Create a plot for rendering the selection
:param df: The dataframe to use.
:param source: The columnSource to use.
:return: The plot object.
"""
plot = figure(plot_width=600, plot_height=300,
x_axis_label='Country',
y_axis_label='Total Amount',
title='Total amount per campaign',
x_range=FactorRange(factors=list(df.country)),
sizing_mode='stretch_width'
)
plot.left[0].formatter.use_scientific = False
plot.xaxis.major_label_orientation = "vertical"
plot.vbar(source=source, x='x', top='y', bottom=0, width=0.3)
return plot
Of course, you will have to modify your application function to reflect the changes, as shown in Code 4 (highlighted lines).
def application():
"""
Create the application.
"""
# READ DATASET
dataset = dataiku.Dataset("Orders_by_Country_sorted")

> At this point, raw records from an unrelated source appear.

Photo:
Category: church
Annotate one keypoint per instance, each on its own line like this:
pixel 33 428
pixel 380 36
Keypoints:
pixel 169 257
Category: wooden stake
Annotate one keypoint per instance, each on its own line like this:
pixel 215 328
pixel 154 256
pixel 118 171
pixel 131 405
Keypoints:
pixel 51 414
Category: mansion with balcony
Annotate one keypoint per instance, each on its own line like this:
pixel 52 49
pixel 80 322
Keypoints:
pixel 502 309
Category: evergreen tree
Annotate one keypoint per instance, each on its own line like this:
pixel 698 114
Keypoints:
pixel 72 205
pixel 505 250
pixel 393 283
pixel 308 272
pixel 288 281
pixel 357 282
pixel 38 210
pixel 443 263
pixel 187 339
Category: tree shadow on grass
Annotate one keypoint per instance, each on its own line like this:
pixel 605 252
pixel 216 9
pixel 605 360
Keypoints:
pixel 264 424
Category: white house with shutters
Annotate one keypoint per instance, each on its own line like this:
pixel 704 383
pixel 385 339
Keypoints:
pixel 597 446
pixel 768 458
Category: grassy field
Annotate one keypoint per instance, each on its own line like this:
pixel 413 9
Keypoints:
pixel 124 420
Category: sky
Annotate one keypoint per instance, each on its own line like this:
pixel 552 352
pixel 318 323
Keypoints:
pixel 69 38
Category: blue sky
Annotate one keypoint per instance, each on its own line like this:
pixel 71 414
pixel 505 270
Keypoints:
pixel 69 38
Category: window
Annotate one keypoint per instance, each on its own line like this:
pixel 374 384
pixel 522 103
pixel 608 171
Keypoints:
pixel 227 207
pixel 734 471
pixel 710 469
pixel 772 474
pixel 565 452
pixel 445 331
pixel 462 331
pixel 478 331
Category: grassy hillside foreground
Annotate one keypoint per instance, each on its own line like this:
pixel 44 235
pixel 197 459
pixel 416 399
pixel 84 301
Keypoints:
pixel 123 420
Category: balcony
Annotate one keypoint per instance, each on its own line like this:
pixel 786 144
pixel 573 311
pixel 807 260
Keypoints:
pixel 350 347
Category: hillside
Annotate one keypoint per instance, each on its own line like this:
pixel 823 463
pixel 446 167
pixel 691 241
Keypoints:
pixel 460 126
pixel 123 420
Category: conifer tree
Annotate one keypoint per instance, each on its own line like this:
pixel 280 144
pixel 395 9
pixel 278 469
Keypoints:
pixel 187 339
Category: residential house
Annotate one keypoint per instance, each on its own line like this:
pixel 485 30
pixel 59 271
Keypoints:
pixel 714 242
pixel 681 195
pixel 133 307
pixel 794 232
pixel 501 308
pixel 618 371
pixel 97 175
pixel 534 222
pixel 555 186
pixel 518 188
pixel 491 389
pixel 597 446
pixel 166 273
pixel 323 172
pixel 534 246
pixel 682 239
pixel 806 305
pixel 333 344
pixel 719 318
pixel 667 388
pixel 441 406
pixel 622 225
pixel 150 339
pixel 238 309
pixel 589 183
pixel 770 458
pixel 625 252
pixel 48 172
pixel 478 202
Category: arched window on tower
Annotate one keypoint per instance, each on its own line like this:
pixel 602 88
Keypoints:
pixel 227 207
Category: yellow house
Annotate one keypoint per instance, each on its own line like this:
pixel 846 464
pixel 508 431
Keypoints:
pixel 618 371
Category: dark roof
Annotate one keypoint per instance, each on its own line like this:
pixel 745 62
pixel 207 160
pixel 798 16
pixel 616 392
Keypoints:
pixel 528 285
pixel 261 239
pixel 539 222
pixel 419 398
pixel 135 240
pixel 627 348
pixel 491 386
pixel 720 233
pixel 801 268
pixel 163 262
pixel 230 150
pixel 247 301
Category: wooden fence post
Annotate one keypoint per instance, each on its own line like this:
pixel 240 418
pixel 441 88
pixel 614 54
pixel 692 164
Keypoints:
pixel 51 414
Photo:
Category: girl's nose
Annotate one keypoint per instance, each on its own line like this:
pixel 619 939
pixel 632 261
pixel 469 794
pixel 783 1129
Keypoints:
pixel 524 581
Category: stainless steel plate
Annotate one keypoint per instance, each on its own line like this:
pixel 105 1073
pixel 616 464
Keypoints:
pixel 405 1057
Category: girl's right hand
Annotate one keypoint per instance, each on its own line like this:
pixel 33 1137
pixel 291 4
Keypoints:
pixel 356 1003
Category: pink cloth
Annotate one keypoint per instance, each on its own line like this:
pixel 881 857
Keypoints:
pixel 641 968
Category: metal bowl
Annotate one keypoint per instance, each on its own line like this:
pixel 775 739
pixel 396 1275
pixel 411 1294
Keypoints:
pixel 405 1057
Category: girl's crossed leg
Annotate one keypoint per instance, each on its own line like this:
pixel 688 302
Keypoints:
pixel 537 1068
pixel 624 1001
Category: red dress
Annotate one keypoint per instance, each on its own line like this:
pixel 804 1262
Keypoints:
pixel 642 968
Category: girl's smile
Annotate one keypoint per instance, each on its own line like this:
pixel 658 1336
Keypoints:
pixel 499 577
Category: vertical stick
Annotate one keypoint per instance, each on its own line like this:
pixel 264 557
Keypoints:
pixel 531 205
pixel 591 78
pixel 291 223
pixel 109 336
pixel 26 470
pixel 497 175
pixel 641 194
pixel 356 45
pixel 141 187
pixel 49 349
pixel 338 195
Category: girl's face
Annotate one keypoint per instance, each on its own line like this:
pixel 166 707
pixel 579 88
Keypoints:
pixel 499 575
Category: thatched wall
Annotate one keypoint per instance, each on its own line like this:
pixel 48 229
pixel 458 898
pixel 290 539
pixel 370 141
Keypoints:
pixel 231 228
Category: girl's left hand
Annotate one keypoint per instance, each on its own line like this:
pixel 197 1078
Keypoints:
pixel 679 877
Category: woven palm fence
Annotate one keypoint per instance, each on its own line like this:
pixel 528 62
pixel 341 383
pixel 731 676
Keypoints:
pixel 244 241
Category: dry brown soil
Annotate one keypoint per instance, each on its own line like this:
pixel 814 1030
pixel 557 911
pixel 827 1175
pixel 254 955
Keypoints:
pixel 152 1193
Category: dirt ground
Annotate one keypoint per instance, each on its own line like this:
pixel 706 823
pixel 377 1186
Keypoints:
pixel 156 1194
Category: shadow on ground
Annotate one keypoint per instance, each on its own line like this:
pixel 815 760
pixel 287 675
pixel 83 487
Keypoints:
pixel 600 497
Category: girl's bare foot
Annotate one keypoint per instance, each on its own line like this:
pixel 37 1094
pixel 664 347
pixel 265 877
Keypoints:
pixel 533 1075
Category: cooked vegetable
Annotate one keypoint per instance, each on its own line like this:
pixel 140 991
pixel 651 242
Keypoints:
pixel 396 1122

df = dataset.get_dataframe()
# Only keep data where the campaign has been launched
df = df[df['campaign']]
source = ColumnDataSource(dict(x=[], y=[]))
title = add_title()
text = add_text()
plot = add_plot(df, source)
app = layout([title, text, plot])
curdoc().add_root(app)
User selection and updating the plot#
In the same way, you have created the plot, and you will create a function for the multi-select object (
Code 5). The highlighted line allows Bokeh to run a function (update_fig
) when the
user changes the object’s value. Usually, the library imposes the prototype of this function. But as you need
some additional data to be passed to this function, you will use the partial
function to provide other data to
the update_fig
function. Code 6 shows the implementation of the function.
def add_select(df, source, plot):
"""
Create a Multi-select for the country selection.
:param df: The dataframe to use.
:param source: The columnSource to use.
:param plot: The plot to update.
:return: The multi-select object.
"""
select = MultiSelect(title="Select countries:",
options=[i for i in sorted(df.country.unique())],
value=['United States', 'China', 'Japan', 'Germany', 'France', 'United Kingdom'],
size=10,
sizing_mode='stretch_width'
)
select.on_change("value", partial(update_fig, df=df, source=source, plot=plot))
return select
def update_fig(_attr, _old, new, df, source, plot):
"""
Callback for updating the plot with the new values.
:param _attr: Unused: the attribute that is changed.
:param _old: Unused: the old value.
:param new: The new value.
:param df: The dataframe to use.
:param source: The columnSource to use.
:param plot: The plot to update.
"""
data = df[df['country'].isin(new)]
source.data = dict(
x=data.country,
y=data.total_amount
)
plot.x_range.factors = list(source.data['x'])
And, of course, you will need to update the application to reflect these changes. As you plot an empty figure, you should update it with some default values (provided in the multi-select object), so the highlighted lines in Code 7 show how to do this.
def application():
"""
Create the application.
"""
# READ DATASET
dataset = dataiku.Dataset("Orders_by_Country_sorted")
df = dataset.get_dataframe()
# Only keep data where the campaign has been launched
df = df[df['campaign']]
source = ColumnDataSource(dict(x=[], y=[]))
title = add_title()
text = add_text()
plot = add_plot(df, source)
select = add_select(df, source, plot)
update_fig("", "", select.value, df, source, plot)
app = layout([title, text, select, plot])
curdoc().add_root(app)
Going further#
If everything goes well, you should go to a webapp that looks like Fig. 4.
You learned how to read and use a dataset with Dataiku and Bokeh. You also know how to plot a histogram based on this dataset. Using the same principles, you can draw another chart, explore other datasets, add interactivity, etc.